Kane Race approaches drugs and the transformations drugs are taken to induce as significant elements in the crafting of effective histories. He is particularly interested in drug practices emerging in response to HIV/AIDS, from the repurposing of antiretroviral drugs to prevent HIV transmission and 'end HIV' in global HIV policy discourse, to subcultural uses of stimulants to re-create and sustain queer sexual sociabilities.
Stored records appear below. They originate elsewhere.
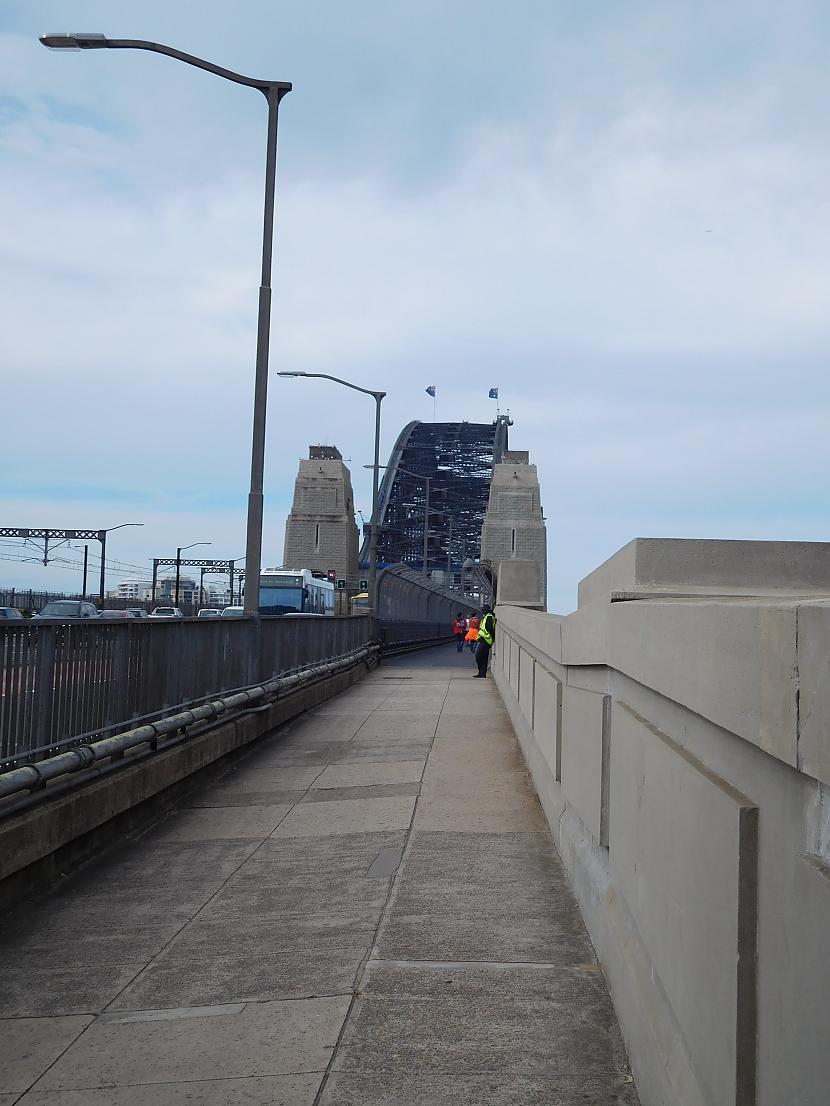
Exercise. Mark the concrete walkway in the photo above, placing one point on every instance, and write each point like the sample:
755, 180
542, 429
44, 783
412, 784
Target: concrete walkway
365, 909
He authored Pleasure Consuming Medicine: The queer politics of drugs (Duke University Press, 2009),The Gay Science: Intimate experiments with HIV (Routledge, 2018), Plastic Water: the social and material life of bottled water (MIT Press, 2015, with Hawkins and Potter); The Year’s Work in Showgirls Studies (Indiana University Press, 2024, co-edited with Melissa Hardie and Meaghan Morris). He is currently undertaking work on Undetectable: the molecularization of HIV stigma, his next book under contract with Duke University Press, which investigates the structural power of sexual stigmatisation as a factor in the intractability of the AIDS pandemic in certain regions of the world and how the organised global health response reductively conceives it to make it available for programmatic action. He is also undertaking collaborative work on the social and political life of elimination targets (ending AIDS by 2030) in Australia and globally as part of an ARC Discovery grant that commenced in 2025. His other main area of interest is comparative critical chemsex studies that explore and theorise the emergence and production of genres of sexual sociability among gay and other men who have sex with men and transgender and other women in different regions of the world and cultural settings.